BIG, the studio founded by Bjarke Ingels, is leading a team commissioned to design the 28 acre (11 hectare) masterplan for the sloping site near the city's downtown area.
The site formerly housed the Civic Arena – home to the Pittsburgh Penguins hockey team – which opened in 1961 and was designed by Mitchell & Ritchey Architects. It was the world's first major sports stadium with a retractable roof.
The arena was demolished in 2012 after the city built a new stadium, the Consol Energy Center, designed by Populous. In 2007, the Penguins gained development rights to the site of the razed stadium.
Called the New Lower Hill Master Plan, BIG's scheme calls for 1.2 million square feet (111,500 square metres) of residential space and 1.25 million square feet (116,100 square metres) of offices, retail and hotels.
"BIG, West 8 and Atelier Ten's vision for a new masterplan in Pittsburgh covers 28 acres, providing accessibility across Pittsburgh's unique topography and creating a vibrant new open space for the city's residents to enjoy," said BIG in a statement.
McCormack Baron Salazar and Pittsburgh Arena Real Estate Redevelopment (PAR) are backing the $500 million (£328 million) project. PAR is an affiliate of the Pittsburgh Penguins.
BIG's vision calls for a "meandering public realm" that better connects the Hill District to the city's downtown area.
"The resulting urban fabric combines a green network of effortless circulation with a quirky character reminiscent of a historical downtown," said Bjarke Ingels.
"Topography and accessibility merge to create a unique new part of Pittsburgh," he added.
The proposal features a network of paths and triangular plazas set among buildings with varied functions.
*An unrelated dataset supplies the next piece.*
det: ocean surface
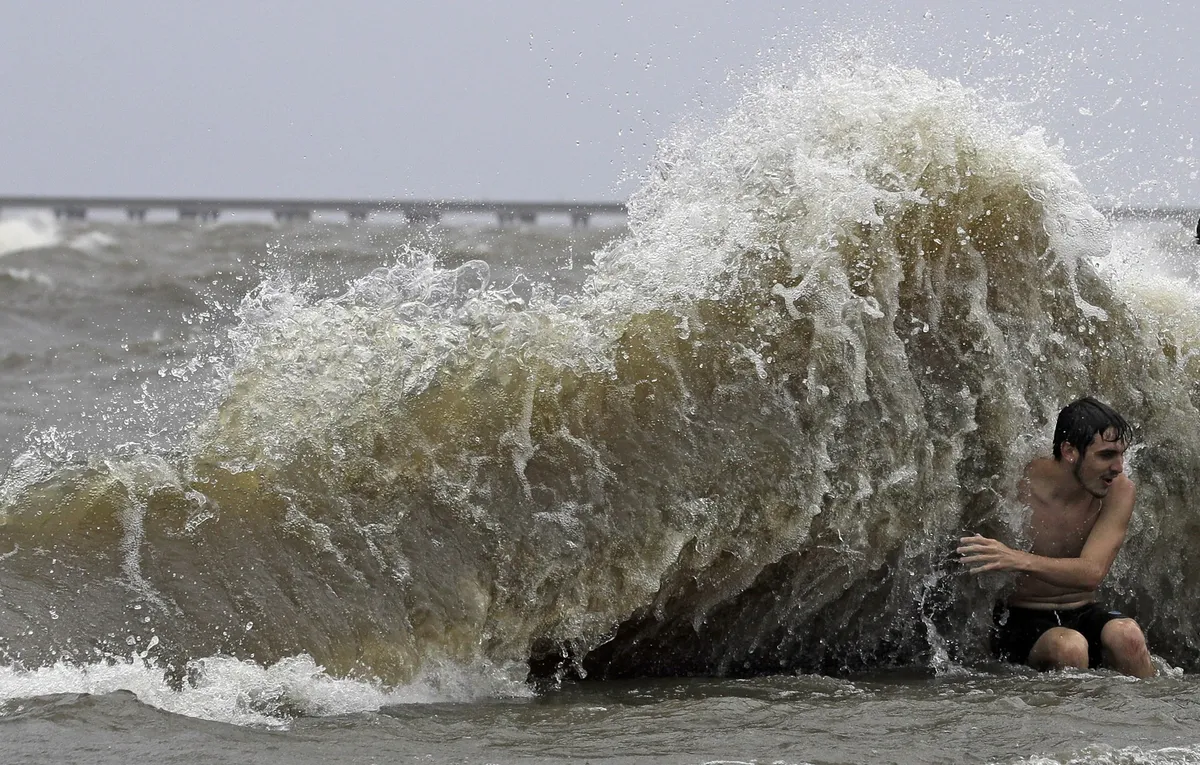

"The masterplan for the Lower Hill District is created by supplementing the existing street grid with a new network of parks and paths shaped to optimise the sloping hill side for human accessibility for all generations," said Ingels.
"The paths are turned and twisted to always find a gentle sloping path leading pedestrians and bicyclists comfortably up and down the hillside," he said.
The buildings will have sloped roofs and generous terraces and will offer views of the city.
For the public realm, West 8 has proposed granite outcroppings that take their cue from the region's mountainous landscape.
Streets and walkways are designed to foster an active public life and the efficient flow of pedestrians, bikes, cars and public transportation.
"The site, with its slopes and views, is perfectly suited for bringing an experience of the native landscape to this urban condition," said Jamie Maslyn, a partner at West 8.
"The design creates a new open space identity but more importantly gives neighbours and visitors the sensations of nature in the heart of the city," he said.
Atelier Ten has developed comprehensive sustainable goals that consider district-scaled heating and cooling opportunities and utilising rainwater to irrigate public spaces.
City officials held a groundbreaking ceremony for the redevelopment project last March. Road and utility construction is reportedly underway.
"BIG's masterplan seeks to become a catalyst for future investment into the Hill District, moving beyond the standard sustainability solutions and reversing a tendency to vacate, and instead to refocus and reinvest into building a strong community," said Kai-Uwe Bergmann, a partner at BIG.
The firm, which opened its New York office in 2010, has a number of other large projects in the US, including the Via 57 "courtscraper" and Two World Trade Center skyscraper in Manhattan and two twisting apartment blocks at The Grove in Miami.